JPH0423170B2 - - Google Patents

Description

DETAILED DESCRIPTION OF THE INVENTION The present invention provides an improved combustion liner structure and, more particularly, a reduced diameter throat portion flexibly coupled to a structural outer shell. The present invention relates to a combustion liner structure including an insert.

The primary purpose of this invention is to reduce both the mechanical and thermal stresses on the throat while simplifying throat replacement while providing the benefits of U.S. Patent Application Serial No. 56510 (inventor Wilkes). To provide a novel double-walled liner construction that maintains

In the present invention, a dual wall liner assembly includes an outer structural shell and an inner throat insert flexibly coupled thereto. A throat insert divides the combustor into upstream and downstream combustion chambers for the purposes described in the prior application. Preferably, a plurality of fingers are formed along the periphery of the upstream end of the throat insert, each finger being connected to the outer shell by a plug weld. Upstream fingers are formed in the throat insert by providing a plurality of axially extending slots in the outer periphery of the upstream portion of the throat insert. In addition to forming the upstream fingers, these slots also control cooling air from the toroidal space defined between the outer shell and the throat region of the insert into the upstream chamber of the liner. and let it flow. These fingers have a controlled flexibility (this flexibility is created by the fingers and slots, allowing for axial and circumferential expansion);
Therefore, the bending load of the liner is absorbed by the flexibility of the fingers, and only the amount that cannot be absorbed is transferred from the throat directly to the shell of the liner, thereby reducing stress in the throat. If the throat insert is part of a larger liner structure or is secured to the liner structure without separate fingers, the throat insert will expand faster than the liner because it is smaller and hotter than the liner.

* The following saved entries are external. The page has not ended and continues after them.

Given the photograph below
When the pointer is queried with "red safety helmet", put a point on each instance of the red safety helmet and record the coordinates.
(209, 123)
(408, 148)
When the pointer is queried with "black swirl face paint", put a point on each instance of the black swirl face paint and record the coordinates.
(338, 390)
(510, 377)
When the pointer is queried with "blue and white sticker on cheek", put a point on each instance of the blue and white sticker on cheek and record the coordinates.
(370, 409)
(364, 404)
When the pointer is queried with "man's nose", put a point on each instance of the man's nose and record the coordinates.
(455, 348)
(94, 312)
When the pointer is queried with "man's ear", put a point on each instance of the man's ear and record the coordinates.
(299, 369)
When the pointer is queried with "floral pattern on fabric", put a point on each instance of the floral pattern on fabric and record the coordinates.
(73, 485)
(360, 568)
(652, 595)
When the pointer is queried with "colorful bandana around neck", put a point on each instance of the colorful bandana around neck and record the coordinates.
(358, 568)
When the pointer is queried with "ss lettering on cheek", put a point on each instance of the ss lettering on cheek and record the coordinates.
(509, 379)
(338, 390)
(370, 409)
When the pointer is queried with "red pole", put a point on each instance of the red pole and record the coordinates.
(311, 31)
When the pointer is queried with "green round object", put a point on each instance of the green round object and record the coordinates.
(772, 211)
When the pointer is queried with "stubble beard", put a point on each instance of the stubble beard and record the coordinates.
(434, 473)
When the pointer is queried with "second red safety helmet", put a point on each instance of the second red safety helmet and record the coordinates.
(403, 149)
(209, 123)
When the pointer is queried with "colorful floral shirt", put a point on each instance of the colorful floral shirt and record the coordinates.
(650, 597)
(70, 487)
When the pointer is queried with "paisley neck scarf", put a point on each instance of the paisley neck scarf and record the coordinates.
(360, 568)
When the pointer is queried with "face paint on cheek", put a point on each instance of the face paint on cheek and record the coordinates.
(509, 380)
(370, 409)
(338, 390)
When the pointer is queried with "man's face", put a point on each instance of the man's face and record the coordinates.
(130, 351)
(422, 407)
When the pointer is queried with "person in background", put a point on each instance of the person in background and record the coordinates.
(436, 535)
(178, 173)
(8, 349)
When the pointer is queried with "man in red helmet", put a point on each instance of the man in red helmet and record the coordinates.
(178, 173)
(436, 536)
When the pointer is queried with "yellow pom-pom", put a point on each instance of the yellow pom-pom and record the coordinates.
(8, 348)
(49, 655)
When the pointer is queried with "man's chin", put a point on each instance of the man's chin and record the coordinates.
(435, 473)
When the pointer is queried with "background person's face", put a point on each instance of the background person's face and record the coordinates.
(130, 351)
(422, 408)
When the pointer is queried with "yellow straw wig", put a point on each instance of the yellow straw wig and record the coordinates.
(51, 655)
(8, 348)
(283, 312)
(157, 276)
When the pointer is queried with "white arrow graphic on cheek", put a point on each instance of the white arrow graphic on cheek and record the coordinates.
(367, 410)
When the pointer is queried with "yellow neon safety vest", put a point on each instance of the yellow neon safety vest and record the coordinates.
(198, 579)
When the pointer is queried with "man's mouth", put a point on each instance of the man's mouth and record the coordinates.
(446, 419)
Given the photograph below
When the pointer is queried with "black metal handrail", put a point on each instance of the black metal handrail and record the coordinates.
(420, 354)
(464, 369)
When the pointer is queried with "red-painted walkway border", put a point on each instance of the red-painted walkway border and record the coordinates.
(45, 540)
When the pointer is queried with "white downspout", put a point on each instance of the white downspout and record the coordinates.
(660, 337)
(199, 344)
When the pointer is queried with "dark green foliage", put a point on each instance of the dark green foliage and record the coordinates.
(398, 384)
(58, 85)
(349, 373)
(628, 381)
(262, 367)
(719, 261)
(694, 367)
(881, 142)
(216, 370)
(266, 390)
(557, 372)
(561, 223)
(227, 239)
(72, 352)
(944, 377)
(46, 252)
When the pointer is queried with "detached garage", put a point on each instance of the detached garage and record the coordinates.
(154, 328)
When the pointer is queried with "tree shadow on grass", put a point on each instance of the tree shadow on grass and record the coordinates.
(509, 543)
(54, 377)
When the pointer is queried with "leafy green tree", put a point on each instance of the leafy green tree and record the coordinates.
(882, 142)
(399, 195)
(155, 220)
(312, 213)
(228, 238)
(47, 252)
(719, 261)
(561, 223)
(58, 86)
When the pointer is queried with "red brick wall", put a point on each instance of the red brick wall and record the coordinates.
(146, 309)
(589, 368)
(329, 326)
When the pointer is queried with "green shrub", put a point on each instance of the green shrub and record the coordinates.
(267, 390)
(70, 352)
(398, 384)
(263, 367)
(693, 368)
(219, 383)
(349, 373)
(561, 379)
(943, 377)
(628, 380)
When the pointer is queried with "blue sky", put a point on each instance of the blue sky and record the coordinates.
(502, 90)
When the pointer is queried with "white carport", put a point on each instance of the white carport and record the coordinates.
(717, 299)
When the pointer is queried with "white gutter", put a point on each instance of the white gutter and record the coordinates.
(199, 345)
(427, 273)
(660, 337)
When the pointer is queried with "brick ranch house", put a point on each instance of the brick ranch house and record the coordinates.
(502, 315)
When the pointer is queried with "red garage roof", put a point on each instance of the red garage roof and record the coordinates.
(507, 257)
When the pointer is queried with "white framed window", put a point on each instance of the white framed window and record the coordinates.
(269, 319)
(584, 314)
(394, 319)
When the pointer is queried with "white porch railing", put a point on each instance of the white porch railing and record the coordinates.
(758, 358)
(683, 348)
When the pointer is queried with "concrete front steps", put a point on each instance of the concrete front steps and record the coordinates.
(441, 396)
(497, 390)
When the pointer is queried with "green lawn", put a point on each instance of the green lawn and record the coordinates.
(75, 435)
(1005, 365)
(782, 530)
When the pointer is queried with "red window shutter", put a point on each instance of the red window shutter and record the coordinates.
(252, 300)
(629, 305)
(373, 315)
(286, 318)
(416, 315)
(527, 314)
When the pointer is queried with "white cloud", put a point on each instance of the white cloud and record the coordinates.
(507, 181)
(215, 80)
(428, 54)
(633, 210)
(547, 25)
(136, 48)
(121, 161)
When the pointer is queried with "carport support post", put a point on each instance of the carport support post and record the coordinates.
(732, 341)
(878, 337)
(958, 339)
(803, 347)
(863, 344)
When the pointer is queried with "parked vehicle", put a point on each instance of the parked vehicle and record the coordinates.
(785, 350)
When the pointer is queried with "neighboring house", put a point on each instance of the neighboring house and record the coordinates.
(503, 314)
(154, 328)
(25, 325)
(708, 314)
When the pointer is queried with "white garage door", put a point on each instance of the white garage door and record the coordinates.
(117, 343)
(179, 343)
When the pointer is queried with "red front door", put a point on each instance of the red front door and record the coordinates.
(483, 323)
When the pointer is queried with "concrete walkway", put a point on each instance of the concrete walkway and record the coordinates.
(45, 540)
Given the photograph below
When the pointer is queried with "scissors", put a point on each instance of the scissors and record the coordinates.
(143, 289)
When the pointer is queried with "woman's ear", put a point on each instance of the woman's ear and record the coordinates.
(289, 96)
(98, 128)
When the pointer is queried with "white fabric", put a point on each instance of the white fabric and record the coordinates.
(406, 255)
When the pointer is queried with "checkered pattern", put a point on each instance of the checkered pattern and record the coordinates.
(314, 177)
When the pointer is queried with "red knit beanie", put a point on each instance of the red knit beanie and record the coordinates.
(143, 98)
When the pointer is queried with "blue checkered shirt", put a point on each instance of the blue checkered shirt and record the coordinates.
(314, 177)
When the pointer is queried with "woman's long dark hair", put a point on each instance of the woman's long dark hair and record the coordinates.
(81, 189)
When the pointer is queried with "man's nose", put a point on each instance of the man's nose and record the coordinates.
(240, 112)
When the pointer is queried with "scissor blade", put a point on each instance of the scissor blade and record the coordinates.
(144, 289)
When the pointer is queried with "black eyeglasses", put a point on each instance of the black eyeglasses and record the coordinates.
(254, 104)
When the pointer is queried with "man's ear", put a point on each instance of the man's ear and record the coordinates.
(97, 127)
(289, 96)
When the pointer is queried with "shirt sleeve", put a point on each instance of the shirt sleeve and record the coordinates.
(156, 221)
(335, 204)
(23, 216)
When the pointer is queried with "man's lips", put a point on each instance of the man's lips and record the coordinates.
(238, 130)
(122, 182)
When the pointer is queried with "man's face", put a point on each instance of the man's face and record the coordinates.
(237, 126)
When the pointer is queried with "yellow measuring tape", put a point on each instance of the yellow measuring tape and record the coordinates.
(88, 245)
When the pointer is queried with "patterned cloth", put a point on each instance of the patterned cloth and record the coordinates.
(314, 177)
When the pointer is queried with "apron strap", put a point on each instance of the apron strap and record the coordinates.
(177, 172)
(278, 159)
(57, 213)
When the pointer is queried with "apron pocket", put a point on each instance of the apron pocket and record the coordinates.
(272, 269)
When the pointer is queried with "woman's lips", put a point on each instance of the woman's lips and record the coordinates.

Stress will be generated in the throat insert.

A plurality of axially extending downstream fingers are coupled to the downstream end of the throat insert, the downstream end being a slidable, flexible member between the insert and the outer shell. This results in an interference-fit joint with a high degree of elasticity, and a joint that receives loads in the radial direction. The downstream finger is preferably formed from a single piece of sheet metal bent into a circular shape to form an air seal, but this need not necessarily be the case. An air seal fits around the downstream outer periphery of the throat insert and is preferably joined thereto by a plurality of point welds. The flexible fingers are biased against the outer shell of the liner, providing several structural advantages. Firstly,
By preloading the fingers, they are biased against the outer shell, thus creating gaps in the seams that could lead to severe and uncontrollable air leakage from the toroidal space into the upstream chamber of the liner. avoid. Furthermore, preloading the fingers induces Coulomb damping, which provides a means of damping the mechanical vibrations in the throat caused by normal combustion. Finally, the fingers form a highly flexible joint between the downstream end of the throat insert and the outer casing, so that this joint can flex radially and/or move axially. , which is only hindered by the friction created between the finger and the outer shell by the preload. As a result, stresses caused by differential thermal expansion between the throat insert and the outer casing are significantly reduced. Furthermore, the slidable connection between the throat insert and the outer casing at the downstream end of the throat insert facilitates replacement of the insert, especially at the upstream end of the insert. Once the plug weld formed at the end of the insert is removed, the insert can be slid out of the outer casing.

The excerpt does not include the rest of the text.